Methan ist kurzfristig etwa 28-mal so klimaaktiv wie Kohlendioxid - und ist Hauptbestandteil von Erdgas. Es zerfällt zwar schneller als CO2, gilt aber im Hinblick auf die Kipppunkte im Klimasystem als besonders gefährlich. Jedes Jahr entstehen demzufolge bis zu 21 Milliarden Euro Klimakosten im Gebäudesektor. "Die Studie zeigt, dass die wahren Klimakosten durch Erdgas weit höher sind als der aktuelle Preis", betonte Carolin Schenuit, geschäftsführende Vorständin des FÖS, "denn drei Viertel dieser Kosten sind bisher nicht im Preis berücksichtigt". Es sei dringend angezeigt, diese Kosten so schnell wie möglich im Preis der Brennstoffe sichtbar zu machen. Als einen Ausweg schlagen die Studienautoren einen höheren Preis auf Kohlendioxid vor. Bis zum Jahr 2030 solle er auf 215 Euro je Tonne ansteigen.
Zum Vergleich: In diesem Jahr liegt der CO2-Preis im Wärmesektor bei 25 Euro je Tonne und er soll bis 2025 auf 55 Euro je Tonne anstiegen. Auf Mieter dürften damit enorme Kosten zu kommen. Anfang des Jahres hatte der Präsident des Mieterbundes, Lukas Siebenkotten, die Mehrkosten für den aktuellen CO2-Preis beziffert. Ist im Haus eine Ölheizung, müssen Mieter zwischen 85 und 100 Euro im Jahr mehr bezahlen; bei einer Gasheizung zwischen 65 und 80 Euro. Entsprechend höher dürften dann die Heizkosten im Jahre 2030 sein.
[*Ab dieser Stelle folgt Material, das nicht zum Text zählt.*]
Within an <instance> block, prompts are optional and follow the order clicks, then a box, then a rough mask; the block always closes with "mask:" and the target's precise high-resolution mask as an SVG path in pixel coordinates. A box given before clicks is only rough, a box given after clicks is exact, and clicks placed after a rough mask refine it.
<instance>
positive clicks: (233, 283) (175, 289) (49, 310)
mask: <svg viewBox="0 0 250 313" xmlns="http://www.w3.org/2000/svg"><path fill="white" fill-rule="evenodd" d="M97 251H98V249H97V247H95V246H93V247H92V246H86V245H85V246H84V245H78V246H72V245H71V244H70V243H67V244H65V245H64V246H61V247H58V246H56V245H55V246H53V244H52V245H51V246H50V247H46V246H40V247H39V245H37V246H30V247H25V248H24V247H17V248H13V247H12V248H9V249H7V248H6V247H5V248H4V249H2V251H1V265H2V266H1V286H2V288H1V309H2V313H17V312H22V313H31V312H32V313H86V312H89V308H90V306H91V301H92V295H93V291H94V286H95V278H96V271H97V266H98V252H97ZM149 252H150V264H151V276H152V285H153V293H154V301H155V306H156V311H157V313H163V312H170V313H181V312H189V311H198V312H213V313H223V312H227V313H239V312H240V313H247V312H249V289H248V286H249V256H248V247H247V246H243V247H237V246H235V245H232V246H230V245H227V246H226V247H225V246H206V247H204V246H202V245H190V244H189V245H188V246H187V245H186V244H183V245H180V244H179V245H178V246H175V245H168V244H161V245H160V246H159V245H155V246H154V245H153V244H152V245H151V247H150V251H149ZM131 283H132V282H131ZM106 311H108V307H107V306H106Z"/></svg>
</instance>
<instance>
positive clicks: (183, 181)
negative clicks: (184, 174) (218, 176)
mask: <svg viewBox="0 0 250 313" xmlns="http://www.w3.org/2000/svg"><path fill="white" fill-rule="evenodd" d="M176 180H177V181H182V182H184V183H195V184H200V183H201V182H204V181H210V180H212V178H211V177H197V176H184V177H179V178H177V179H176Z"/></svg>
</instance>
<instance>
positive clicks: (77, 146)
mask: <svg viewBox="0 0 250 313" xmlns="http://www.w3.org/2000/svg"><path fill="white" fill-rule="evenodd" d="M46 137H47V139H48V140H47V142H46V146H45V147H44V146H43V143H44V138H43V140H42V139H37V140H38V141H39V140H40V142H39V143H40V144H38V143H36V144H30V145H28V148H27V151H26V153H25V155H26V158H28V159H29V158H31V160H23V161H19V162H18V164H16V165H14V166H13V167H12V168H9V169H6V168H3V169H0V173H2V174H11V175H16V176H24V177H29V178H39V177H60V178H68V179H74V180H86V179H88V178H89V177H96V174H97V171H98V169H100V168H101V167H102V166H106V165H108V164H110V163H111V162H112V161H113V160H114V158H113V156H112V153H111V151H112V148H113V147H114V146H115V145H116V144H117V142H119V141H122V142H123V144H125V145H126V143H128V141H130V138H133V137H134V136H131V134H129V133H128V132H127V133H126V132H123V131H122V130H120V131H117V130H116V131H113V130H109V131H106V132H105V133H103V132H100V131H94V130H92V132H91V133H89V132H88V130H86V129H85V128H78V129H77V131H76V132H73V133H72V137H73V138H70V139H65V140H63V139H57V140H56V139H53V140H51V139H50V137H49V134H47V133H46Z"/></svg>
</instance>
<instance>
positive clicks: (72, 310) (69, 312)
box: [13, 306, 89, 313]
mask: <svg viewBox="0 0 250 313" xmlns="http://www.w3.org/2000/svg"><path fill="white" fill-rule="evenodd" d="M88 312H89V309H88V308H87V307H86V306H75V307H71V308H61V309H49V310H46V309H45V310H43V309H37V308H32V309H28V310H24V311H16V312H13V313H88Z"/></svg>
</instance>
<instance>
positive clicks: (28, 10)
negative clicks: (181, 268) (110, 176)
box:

Wer die Kosten in Zukunft stemmen muss, ist doch nicht abgemacht. Siebenkotten hatte zum Beispiel gefordert, die Vermieter sollten die Kosten tragen. Die Bundesregierung hatte sich auf einen Kompromiss geeinigt: Sowohl Vermieter als auch Mieter sollen die Kosten zur Hälfte tragen. Aber in der Union gibt es erheblichen Widerstand dagegen. "Die hälftige Umwälzung der CO2-Verbrauchskosten auf die Vermieter stellt einen fundamentalen Bruch des Verursacherprinzips dar", sagte Jan-Marco Luczak, Sprecher der Unionsfraktion für Recht und Verbraucherschutz. Vermieter hätten auf den Verbrauch der Mieter keinen Einfluss. Mit anderen Worten: Der Beitrag zum Klimaschutz, den arme Menschen dann leisten können, ist: eine kalte Wohnung. Das FÖS schreibt weiter: Erneuerbare Wärme habe das Potenzial, Erdgas im Gebäudesektor künftig zu ersetzen.
Mit "Erneuerbarer Wärme" sind Solarthermie, Biomasse, Geothermie, Umweltwärme und Abwärme aus der Industrie gemeint. Diese Technologien könnten - je nach Szenario - im Jahr 2030 zwischen 1.403 und 2.183 Terawattstunden Wärme liefern, was fast doppelt so hoch wäre wie der heutige Endenergieverbrauch im Wärmesektor.Neben einem höheren Preis auf Kohlendioxid schlagen die Studienautoren ordnungsrechtliche Maßnahmen vor. Spätestens wenn im Jahr 2023 das Gebäudeenergiegesetz (GEG) überprüft werde, sollten Effizienzvorgaben "für alle Gebäude deutlich verschärft und eine Austauschpflicht sowie das Einbauverbot für Gasheizungen ab 2026 festgelegt werden".